Think back to the guitar sound of the early George Harrison Beatles, Brian Jones Stones, Hermans Hermits, Troggs, etc. I am not sure how to characterize it except as twang clang. Nice clean sound such as you obtain when you play a good guitar through a good little amp at about half volume – no distortion, just clang twang. The Beach Boy sound also typifies this kind of sound as did Robbie Robertson of the Band. There is a readily identifiable tone and predictable decay rate and that rate is fairly rapid.
Then, by the late 60s you have the sound Jimi Hendrix is getting, Eric Clapton with Cream, Jimmy Page with Led Zeppelin, Jeff Beck in Truth (funny how these last 3 all came from the Yardbirds). What happened? Someone discovered distortion and sustain. All of a sudden, instead of twang and clang you had an instrument which could literally sing in the right hands. Instead of Vox and Fender Twin Reverbs there were Marshalls with 100 watt heads and2X4 cabinets and they distorted really fine. This is, I think, critical, because it expanded the ability of the guitar to make music dramatically. You no longer had a short, predictable decay rate. You could play a note and sustain it, modulate it in various ways, bend it, add a little or a lot of vibrato, etc. The sound of the guitar in some ways was becoming more like that of a violon in terms of sustainability and the modifications possible after the note had been struck.

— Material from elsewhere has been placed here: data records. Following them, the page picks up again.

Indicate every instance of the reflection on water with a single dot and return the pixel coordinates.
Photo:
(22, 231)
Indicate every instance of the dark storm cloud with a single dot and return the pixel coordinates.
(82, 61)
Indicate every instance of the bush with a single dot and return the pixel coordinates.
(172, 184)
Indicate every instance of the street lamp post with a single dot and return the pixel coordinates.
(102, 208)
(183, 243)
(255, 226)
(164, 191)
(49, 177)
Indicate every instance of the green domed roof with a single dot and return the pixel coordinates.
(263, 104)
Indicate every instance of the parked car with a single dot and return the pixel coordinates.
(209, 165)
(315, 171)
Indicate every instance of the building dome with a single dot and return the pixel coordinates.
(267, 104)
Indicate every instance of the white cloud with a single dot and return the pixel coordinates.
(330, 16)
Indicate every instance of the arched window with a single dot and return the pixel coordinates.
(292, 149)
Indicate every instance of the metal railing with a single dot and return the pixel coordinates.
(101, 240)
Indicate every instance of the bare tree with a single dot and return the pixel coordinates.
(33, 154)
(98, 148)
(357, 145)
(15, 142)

Once this change in the sound was achieved, guitar solos became interesting. And boy, were there guitarists ready to take advantage of it!

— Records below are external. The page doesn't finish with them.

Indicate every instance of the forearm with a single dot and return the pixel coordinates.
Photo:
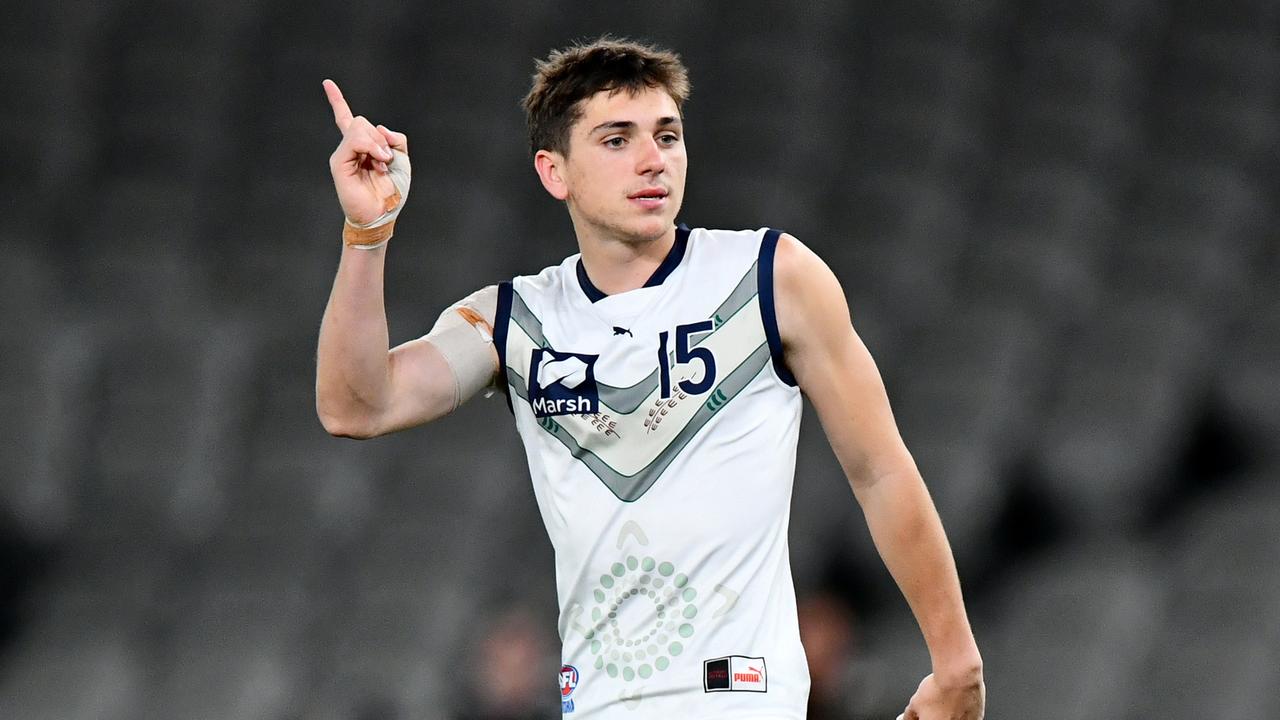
(352, 370)
(913, 545)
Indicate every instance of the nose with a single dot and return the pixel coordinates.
(650, 160)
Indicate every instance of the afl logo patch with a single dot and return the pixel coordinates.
(562, 383)
(568, 680)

Then someone discovered the Altec Lansing Voice of the Theatre speakers and decided to use them as PA speakers for bands. Holy Toledo – these suckers could cut through anything. And you could bolster not just the vocals but every other instrument as well. If 2 were great, 4 were even better, 6 just ratcheted everything up and bands were now playing with the kind of volume that could, literally, move you.
Also, someone decided to take the Hammond B3 organ out of the church and stick it in a rock band, feeding through those glorious Leslie 145 speakers. Listen to Steppenwolf. When those horns start spinning and the Doppler effect kicks in, hang on for dear life. Those miserable Farfisa organs (the Doors) almost instantly disappeared.

Interesting, isn’t it – the big Marshalls, the Altec Lansings, the Hammond/Leslies – you had a completely different sound at a completely different sound level. If there were instruments that characterized this era, then these were it.

Sidenote – Jimmy Page in the early Led Zeppelin albums completeley changed the role and sound of the guitar in a band. But that incredible sound he gets in those early albums did not necessarily come with the big artillery. The way the story goes, many of the recordings on the first two albums were done with his 58 Telecaster through a Supro amp. What’s a Supro amp? People at those recording sessions remember it as a “grey and silver tiny little bastard”. In any case, it sure did the trick.
Sidenote – and let’s not forget 2 really recognizable effects – fuzz and Wha Wha!!